My feet were getting a bit cold myself and I was fidgeting, obviously getting impatient with Big Ben’s details of how he came to own his house. I was walking towards my front door.
“Are you sure you’re not cold Mike? Do you want to go get a hat, coat and gloves?”
“No, I’m fine. I’m not too cold.”
“Molly come here girl.” Ben said, as I could see his steamy breadth.
“Ben it was nice meeting you…” I said as I turned my back and reached for the door with my bluing hand.
“Molly damn it! Get back here…Well anyway, there was a man, Adelbert Adair, who lived across the street from my place. In the same house Dick now lives in, across the street from the Lake. Now I knew Adelbert when I was a young boy myself. He always was a dapper dresser and had those brown and white two-toned shoes they called saddle shoes and he always, always wore a fedora. Now Adelbert or Del, as my aunt and uncle Mo and Jo called him, liked him well enough and they were all just kindly neighbors, they all pretty much stayed to themselves, exchanging pleasantries.”

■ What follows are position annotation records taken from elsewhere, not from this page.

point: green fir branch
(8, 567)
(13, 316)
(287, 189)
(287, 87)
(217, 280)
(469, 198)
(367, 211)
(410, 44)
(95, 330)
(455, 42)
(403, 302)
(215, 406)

“What did he do for a living?” I asked, as the wind started to pick up.
“Molly get the hell over here!” Ben whistled hrrrrrttt!
“No one knew, but the rumor was that he had inherited some money. His “cousin” would visit him from time to time; I don’t recall her name though. My aunt and uncle, Mo and Jo had a dog, one of those Irish Setters, with a beautiful rusty red coat, his name was Winston. He was a bit of a hyper kind of a dog, and an uppity kind of breed and Del didn’t care for him too much as Winston would dig in his yard and leave little calling cards that were not appreciated by those saddle shoes. Anyway, it was a cold, cold late February day when Mo or Jo, I don’t remember which one, was walking Winston in the front, while the northern wind whipped off the Lake. The street was icy when out of nowhere Del came running out without his trademark Fedora, screaming about their dog Winston. He tried to take a swing at my uncle Mo and Adelbert fell right on his ass in the snow. Then his girl “cousin” came out screaming and then Jo was screaming, and Winston was all excited running around in circles.”
“People and their dogs”, I was thinking though a warm canine might not be such a bad idea for how cold I was getting.
“Damn it, Molly! get over here!”
“Wow that’s quite a story” I finally said, it was nice to have met Big Ben and all, but I needed to get inside to warm up.
“That’s not all of it.”
“All of it? What do you mean? I again reached for the front doorknob.
“Just when all of them were all worked up in a frosty slather, a Moose. That’s right, I said a Moose, you know the 12 ft tall horse like deer with those big paddle antlers walked right down the down the middle of the street, right in front of all of them. They were all dumbfounded. The Lake, Lake Erie had been frozen and that Moose had walked all the way across from Ontario, Canada. The Moose wasn’t fazed by any of them, Winston included. They all stared in amazement sitting on the ground in the snow and ice, slowly they all stood up and went back inside their own homes silent and warmed up without saying another word to one another.”
“Wow, what happened to the Moose?” I asked.
“No one ever saw it again. They’re lucky the Moose didn’t attack them. C’mon Molly let’s go home.”
“Nice meeting you Ben. Good Luck with your surgery” as I reached for and turned the chilly doorknob.
I was dumbfounded myself and as I went inside to warm up my own numbed hands and feet when I heard Ben shout “Damn it Molly c’mon let’s go, I’m hungry let’s go get a hamburger.”